I don't think grad/undergrad is the right distinction here. I was employed by my undergrad-only liberal arts alma-mater as a teaching assistant and research assistant. And the college employed many of my classmates in other positions. We weren't exploited like many graduated students are, but another institution could have treated us worse.

2 comments

To this point and the point below about undergrads and specialized knowledge: yes, you're absolutely right. I should not have said that undergrads don't have the specialized knowledge to teach. Plenty of undergrads make great TAs, and teaching assistants are a critical part of the learning process at most universities. What I should have said is that courses are not taught by (the role of the teacher is held by) undergraduates but by professors and graduate students, who are responsible for the planning, content, and instruction, and for the TAs that assist them. The only point I'm trying to make is that graduate students are given substantial full-time-equivalent jobs and that there place and role in the university ought to reflect this.
> college employed many of my classmates in other positions

And how many classmates were not employed? Far more. So yes, the grad/undergrad distinction is valid. Undergrads are often assigned boring research jobs and are paid less.

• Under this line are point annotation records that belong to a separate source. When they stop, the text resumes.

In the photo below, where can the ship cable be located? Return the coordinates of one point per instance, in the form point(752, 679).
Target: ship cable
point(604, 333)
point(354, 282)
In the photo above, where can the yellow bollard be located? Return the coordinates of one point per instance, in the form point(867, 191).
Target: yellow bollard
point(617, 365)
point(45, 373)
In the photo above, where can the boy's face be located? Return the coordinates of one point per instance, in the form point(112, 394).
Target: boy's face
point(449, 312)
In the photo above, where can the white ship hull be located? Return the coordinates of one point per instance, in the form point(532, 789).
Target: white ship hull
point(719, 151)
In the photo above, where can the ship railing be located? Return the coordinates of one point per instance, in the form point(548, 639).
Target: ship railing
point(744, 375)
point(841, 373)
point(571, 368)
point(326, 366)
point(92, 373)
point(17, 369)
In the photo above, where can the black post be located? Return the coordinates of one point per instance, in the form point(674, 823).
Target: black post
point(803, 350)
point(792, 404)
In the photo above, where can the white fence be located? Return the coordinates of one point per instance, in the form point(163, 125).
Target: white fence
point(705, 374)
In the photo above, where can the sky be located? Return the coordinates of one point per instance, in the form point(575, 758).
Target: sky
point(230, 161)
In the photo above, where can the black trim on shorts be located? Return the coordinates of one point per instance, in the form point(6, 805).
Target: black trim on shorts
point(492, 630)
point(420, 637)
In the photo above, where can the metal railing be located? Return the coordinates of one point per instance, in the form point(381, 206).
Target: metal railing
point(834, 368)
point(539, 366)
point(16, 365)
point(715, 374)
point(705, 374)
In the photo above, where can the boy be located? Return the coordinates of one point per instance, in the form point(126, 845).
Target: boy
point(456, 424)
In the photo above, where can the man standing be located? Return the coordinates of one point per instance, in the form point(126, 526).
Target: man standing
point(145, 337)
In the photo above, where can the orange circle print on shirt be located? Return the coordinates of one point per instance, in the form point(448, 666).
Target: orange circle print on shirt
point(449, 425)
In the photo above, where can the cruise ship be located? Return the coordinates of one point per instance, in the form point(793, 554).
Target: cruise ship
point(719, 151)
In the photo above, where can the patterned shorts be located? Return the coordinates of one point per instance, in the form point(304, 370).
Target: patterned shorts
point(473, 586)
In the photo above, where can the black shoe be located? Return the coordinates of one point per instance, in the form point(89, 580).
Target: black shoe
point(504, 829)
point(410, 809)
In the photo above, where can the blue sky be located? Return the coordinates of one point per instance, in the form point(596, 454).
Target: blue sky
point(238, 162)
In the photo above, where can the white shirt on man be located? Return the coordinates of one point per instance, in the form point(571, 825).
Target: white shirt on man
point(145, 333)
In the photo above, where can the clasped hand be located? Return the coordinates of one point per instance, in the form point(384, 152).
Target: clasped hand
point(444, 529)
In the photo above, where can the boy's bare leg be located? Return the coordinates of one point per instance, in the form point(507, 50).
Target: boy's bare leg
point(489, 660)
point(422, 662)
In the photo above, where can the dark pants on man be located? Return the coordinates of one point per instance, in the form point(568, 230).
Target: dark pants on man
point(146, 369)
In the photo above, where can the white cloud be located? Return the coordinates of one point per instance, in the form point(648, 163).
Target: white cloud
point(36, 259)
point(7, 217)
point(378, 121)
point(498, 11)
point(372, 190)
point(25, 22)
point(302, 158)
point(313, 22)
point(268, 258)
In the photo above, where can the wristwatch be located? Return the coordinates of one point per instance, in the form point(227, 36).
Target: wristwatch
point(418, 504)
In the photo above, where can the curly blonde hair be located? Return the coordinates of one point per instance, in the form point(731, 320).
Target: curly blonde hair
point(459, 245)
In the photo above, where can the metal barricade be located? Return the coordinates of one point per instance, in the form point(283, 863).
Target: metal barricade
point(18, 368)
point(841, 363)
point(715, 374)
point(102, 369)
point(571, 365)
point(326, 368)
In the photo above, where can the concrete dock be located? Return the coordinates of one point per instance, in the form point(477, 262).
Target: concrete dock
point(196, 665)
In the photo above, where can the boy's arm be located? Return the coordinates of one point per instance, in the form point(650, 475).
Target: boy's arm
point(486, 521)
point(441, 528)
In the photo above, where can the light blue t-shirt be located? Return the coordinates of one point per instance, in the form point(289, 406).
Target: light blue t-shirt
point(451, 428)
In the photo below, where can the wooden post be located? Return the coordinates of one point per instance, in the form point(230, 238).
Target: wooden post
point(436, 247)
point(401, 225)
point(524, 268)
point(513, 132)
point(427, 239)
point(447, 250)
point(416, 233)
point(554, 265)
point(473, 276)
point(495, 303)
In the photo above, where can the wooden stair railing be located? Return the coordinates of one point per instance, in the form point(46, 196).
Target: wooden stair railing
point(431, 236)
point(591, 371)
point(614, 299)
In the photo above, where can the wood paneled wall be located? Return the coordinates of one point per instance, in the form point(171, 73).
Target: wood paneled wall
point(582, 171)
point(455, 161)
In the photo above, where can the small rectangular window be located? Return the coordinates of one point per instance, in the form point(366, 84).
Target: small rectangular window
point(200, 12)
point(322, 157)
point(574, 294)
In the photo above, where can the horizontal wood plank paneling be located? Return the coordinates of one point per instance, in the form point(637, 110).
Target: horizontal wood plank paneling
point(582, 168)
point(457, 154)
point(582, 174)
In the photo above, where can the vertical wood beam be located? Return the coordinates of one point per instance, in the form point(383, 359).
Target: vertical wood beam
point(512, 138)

> Undergrads are often assigned boring research jobs and are paid less.

I agree paid less, but disagree about "boring" research jobs. It probably depends on your school and your major. Nuclear Engineering at NC State got me to research molecular dynamics GPU techniques (this was around 2010) to simulate rare events (such as radiation-resistant material interactions) in order to get real-world simulation times to the order of milliseconds, which is a whopping 1000x speedup from the usual microseconds. I got access to the school's supercomputers just like any other physics grad.

My work later moved to the CASL (Consortium for Advanced Simulation of LWRs[0]) umbrella, and I was not the only one. None of the topics were boring, and the general impression I got from the department head was that undergrads were as capable but just requiring slightly more guidance.

It was a great funnel for getting undergrads to continue their research to grad school and ultimately to a PhD. I did not continue, but still have several friends that are pursuing their PhDs.